Friends in the South, Some Winter Weather Advisories

OK, I can see on Facebook that you are all freaking out. SEVENTEEN DEGREES IS FREAKING COLD. So I thought I would offer you a bit of advice I’ve learned over the last few years. As Markus, David and Christoph so enjoyed me saying, EVERY TIME I slipped on my boots on the cold Berlin winters, “You can take the girls out of Texas, but you can’t take the Texas out of the girl.” And the part you can’t take out, is the part that likes WARM weather.

So, here it is:

For every 10 degrees below 40 add an additional layer of clothing. I choose tights. Here I have fleece lined tights, but you guys don’t have time for that. So, go into your drawers. You may not know this, but you can layer tights. Today when we woke up it was 11 degrees, so this is what I wore.

1) 2 pairs of tights
2) 1 pair of fleece lined tights
3) One pair of skinny black pants from the gap – wear something tight knit or HEAVY jeans. I have no idea why, but the tighter the pants the warmer.
4) I wore a long sleeve under shirt, a turtle neck from Zara (to say that it was lighter, not some heavy bulky ski tn) and then a sweater.
5) Wear your ski socks. Trust me. Smart Wools are the only way I survive.
6) I wear wellies or snow boots, but we have 60 inches of snow outside. Just remember when you’re pulling on those boots you bought at anthropologie that when you walk in snow or get out of your car that snow has been treated and will ruin your suede or leather, even if it’s been treated. So leave them inside and get over your fashion. Wear your rain boots. With wool socks. And then you can feel like a rock start when Perez shows Kate Hudson in the same outfit leaving the Grey Dog.
7) If you are a runner put your running gloves on under your normal gloves, believe me.
8) Wear a hat. I generally only give into this when it’s 20 or below, but no matter what it does to your hair, your ears and body temp will thank you.
9) Be prepared to look like the kid in a Christmas Story. In so many layers, once you put your coat on, putting your arms down is only a dream.
10) When you are cursing the weather Gods remember that this weekend when it’s 60 for you our high will be 30 if we’re lucky… UNTIL MAY. I am pretty sure you can handle a day or two of it.
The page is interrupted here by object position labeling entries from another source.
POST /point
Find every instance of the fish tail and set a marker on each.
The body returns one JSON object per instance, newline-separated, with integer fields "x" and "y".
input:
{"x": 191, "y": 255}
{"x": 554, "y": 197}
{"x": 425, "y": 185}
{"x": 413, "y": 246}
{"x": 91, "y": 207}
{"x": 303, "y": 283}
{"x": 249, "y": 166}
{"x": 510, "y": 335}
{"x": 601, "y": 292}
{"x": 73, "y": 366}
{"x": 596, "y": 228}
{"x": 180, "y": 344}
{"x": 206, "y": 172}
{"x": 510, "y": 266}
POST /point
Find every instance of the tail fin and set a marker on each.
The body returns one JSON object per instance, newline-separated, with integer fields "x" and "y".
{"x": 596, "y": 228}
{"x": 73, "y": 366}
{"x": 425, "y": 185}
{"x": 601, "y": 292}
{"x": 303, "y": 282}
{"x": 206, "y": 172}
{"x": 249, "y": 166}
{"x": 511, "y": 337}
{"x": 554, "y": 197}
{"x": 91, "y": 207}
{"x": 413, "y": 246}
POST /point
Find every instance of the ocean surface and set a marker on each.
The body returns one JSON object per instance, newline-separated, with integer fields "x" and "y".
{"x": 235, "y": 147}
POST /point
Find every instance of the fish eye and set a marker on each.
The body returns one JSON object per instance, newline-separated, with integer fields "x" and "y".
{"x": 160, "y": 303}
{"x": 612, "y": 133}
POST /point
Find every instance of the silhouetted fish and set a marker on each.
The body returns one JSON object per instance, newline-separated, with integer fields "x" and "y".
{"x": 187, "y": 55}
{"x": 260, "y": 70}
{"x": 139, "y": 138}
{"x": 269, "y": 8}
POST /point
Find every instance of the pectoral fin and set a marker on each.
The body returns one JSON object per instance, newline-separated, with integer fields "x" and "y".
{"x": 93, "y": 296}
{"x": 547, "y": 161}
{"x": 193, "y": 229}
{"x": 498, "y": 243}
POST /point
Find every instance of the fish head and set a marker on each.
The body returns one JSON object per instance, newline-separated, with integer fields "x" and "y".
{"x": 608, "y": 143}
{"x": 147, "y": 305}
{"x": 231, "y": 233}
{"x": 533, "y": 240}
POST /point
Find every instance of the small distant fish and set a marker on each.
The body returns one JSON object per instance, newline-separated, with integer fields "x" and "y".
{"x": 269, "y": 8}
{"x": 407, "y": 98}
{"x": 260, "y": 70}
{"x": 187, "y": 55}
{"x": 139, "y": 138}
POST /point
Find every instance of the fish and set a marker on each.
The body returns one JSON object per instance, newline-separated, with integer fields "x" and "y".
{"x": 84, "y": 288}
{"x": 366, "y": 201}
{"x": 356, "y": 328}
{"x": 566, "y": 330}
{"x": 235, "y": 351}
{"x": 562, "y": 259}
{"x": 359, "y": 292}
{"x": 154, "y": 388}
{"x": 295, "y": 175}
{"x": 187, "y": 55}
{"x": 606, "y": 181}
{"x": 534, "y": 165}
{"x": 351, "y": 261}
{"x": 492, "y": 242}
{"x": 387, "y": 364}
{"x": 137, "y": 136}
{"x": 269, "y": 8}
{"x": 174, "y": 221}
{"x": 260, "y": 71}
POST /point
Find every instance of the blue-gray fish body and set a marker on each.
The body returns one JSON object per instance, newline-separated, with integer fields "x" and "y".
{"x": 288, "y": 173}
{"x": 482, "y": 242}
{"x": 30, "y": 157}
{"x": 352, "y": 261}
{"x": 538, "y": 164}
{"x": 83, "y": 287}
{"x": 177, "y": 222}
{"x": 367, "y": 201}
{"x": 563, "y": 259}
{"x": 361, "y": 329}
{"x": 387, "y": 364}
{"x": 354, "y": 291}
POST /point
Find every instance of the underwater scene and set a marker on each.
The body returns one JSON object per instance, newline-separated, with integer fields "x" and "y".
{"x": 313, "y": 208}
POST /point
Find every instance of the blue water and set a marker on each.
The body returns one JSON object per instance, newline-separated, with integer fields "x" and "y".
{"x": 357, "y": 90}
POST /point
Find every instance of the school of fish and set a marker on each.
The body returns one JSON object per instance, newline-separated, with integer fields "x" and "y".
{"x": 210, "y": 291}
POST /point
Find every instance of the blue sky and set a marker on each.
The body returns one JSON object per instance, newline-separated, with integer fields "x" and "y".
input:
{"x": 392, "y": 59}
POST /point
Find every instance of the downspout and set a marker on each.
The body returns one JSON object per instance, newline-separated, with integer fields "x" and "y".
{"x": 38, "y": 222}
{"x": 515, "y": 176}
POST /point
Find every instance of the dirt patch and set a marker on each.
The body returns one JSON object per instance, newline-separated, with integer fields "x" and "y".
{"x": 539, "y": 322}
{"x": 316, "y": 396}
Love your bitter, cold and slightly amused friend in Boston.


Hope in the Darkness, Neck Braces and Cosmic Love

I’ve spent the day listening to this song

Enjoying this video, by a Boston based band

And relishing in my first official snow day from school.

The snow last night put us at 60 inches for January, they say there hasn’t been this much snow since the ice storm of ’05. Where it all came at one time and shut the entire state down for two weeks. This is more of a slow death. Currently snow banks are taking the places of yards and parking spaces.

And being my father’s daughter I’ve taken to leaving notes on people’s cars who steal our shoveled and 48 hour reserved space. This has led to some amusing incidents that I will not disclose here, but I realize that my genetic potential means that I need to be aware that my ability to write notes within reason is probably skewed by my genetic make-up. I mean I am the daughter of a man who keeps a dog log, sits in on local dockets to stay abreast, and patrols the park with an air rifle. Crazy runs in my bones. On the other hand, UK and AM seem to be able to run the Condo association with civility and pink flamingos, so one would think I would be able to maintain sanity. We’ll see.

Speaking of seeing. Here’s a picture of the brace

I know. It’s incredibly attractive. Apparently the muscles in my back are revolting in spastic seizures. Something to do with unknown forces, posture, and stress. The stress is probably from people stealing my parking space. Anyway. I am wearing this brace. I am pretty. I know.

I am also really trying to figure out what the *&%$ all this guest blogging crap is. Jrad sent me like 20 links and then some lingo and some instructions and I am working through a medication induced haze to figure out how to write people and tell them I want to sell something on their blog, and that I am a really great mens fashion writer. We’ll see how this goes.

I need to lay down. I am cranky. Feeling a lot like I’ve taken on the personality of my father and the ailments of my mother which leads me to think I am in desperate need of psychiatric treatment. STAT.

Did I mention the car has to go back to the shop? No? Well I meant to.